Google Books may want to rule the world, but can they actually produce as promised?

Here’s an admission for you: I have a hard time comprehending all of the details around what Google Books is up to. I gather they’re scanning everything (though not necessarily well — more on that in a sec) ever published, posting the out-of-copyright stuff, linking to snippets of the other stuff, and there are some folks objecting to that, so there’s a lawsuit, and a settlement in the works. This article, The Audacity of the Google Book Search Settlement, caught my eye today, and laid out some of the legal hoop-jumping, so that helped. And I know that the American Library Association has been having their say, as they generally do (not a fan, but that’s another post). I’m just not sure what I think of it all.

I digitized a book myself last year, a book the Town of Amherst holds the copyright to so no worries there, and is long out of print (A History of the Town of Amherst, New York, 1818-1865). It was a painful, arduous process, and I even had a grant to do it, but oy, I’m not sure I’d gear up for that again. But there’s Google Books, with tons of resources, just scanning and posting away, and doing all the heavy lifting, so that’s good, right? For the same reason I scanned my one book (it’s useful to local researchers and there are only a few copies out there, so this way anyone can access it), Google Books is scanning, well, all the books.

But — I’ve been playing around with the Barnes & Noble ereader app for the iPhone, and used it to download a handful of free ebooks from Google Books. The results have all been poor. Emma chopped off a few words at the beginning and had all kinds of bad characters, poor OCR. Ditto for Persuasion. Virgil’s Aeneid wasn’t so bad. But Anna Karenina was missing the first four chapters — completely missing them. I was appalled. The sloppy OCR I can try to get past (though…) but leaving out four chapters?!

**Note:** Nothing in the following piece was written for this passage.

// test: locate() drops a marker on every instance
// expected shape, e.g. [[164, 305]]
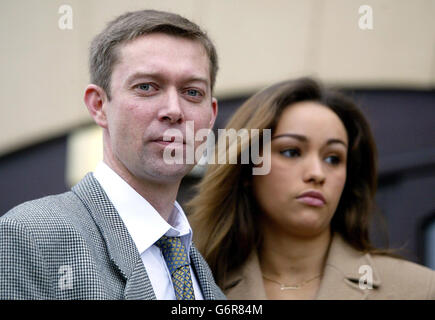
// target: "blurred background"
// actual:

  1. That was interesting. I guess no one is actually checking the work. Making mistakes like that is easy when scanning, but only if the scanner is not being very careful. Still, it is disappointing.

    • When you use OCR, optical character recognition, when you scan, the better the software the better the result. But you can never trust it to get everything. I should clarify that Google Books says upfront in its disclaimer that there will be errors, bad characters, etc., and they go one about perfecting their software to make that less, in the future. According to Google Books, these errors “will not detract from your enjoyment of the book”. I beg to disagree — especially if by “error” they mean “might be missing four chapters”!

  2. In most cases, the page is presented to the browser as an image, and the OCR layer is not visible, but used only for full-text searching of the content. Each word in the OCR layer is mapped to the image coordinates on the pages where that word appears, which allows highlighting the word on the image. But for ebook readers, my gut instinct is that they need the OCR for display purposes, because downloading only the text requires a tiny fraction of the bandwidth needed for the image-plus-text.

    By the way, there’s a new website about Google’s book scanning:

  3. Google has certainly undertaken a massive project. The results make me wonder how many project management resources they assigned to it – something that often runs through my mind in this kind of situation given that June is a PMP. lol.

    At any rate – ITA that missing four chapters from a book would diminish your enjoyment. No kidding. Apparently Google is more interested in quantity over quality at this point? It seems like a slipshod way of going about things.

  4. As an author, I’m not sure how I feel about this. I understand they’re only using a part of the books that are copyrighted, but it still feels a little “infringey” to me. Maybe it helps sell a book, I don’t know–I’d have to do more to understand if people who actually read a snippet then feel compelled to buy the book. Hard to say. From a purely business perspective, this would be the only reason for a snippet to be featured, anyway.

    As for the older works, it’s a shame that they’re not coming through in a complete way. Quality is always better than quantity, in my opinion.

  5. Joe, I’m a neophyte with such things. I think I understand you to say that if ereaders were using the image scan instead of the OCR we’d get better results?
    Thanks for the link. I’m trying to keep up with this issue, but it’s fairly complex — sites like that help to gather all the info together.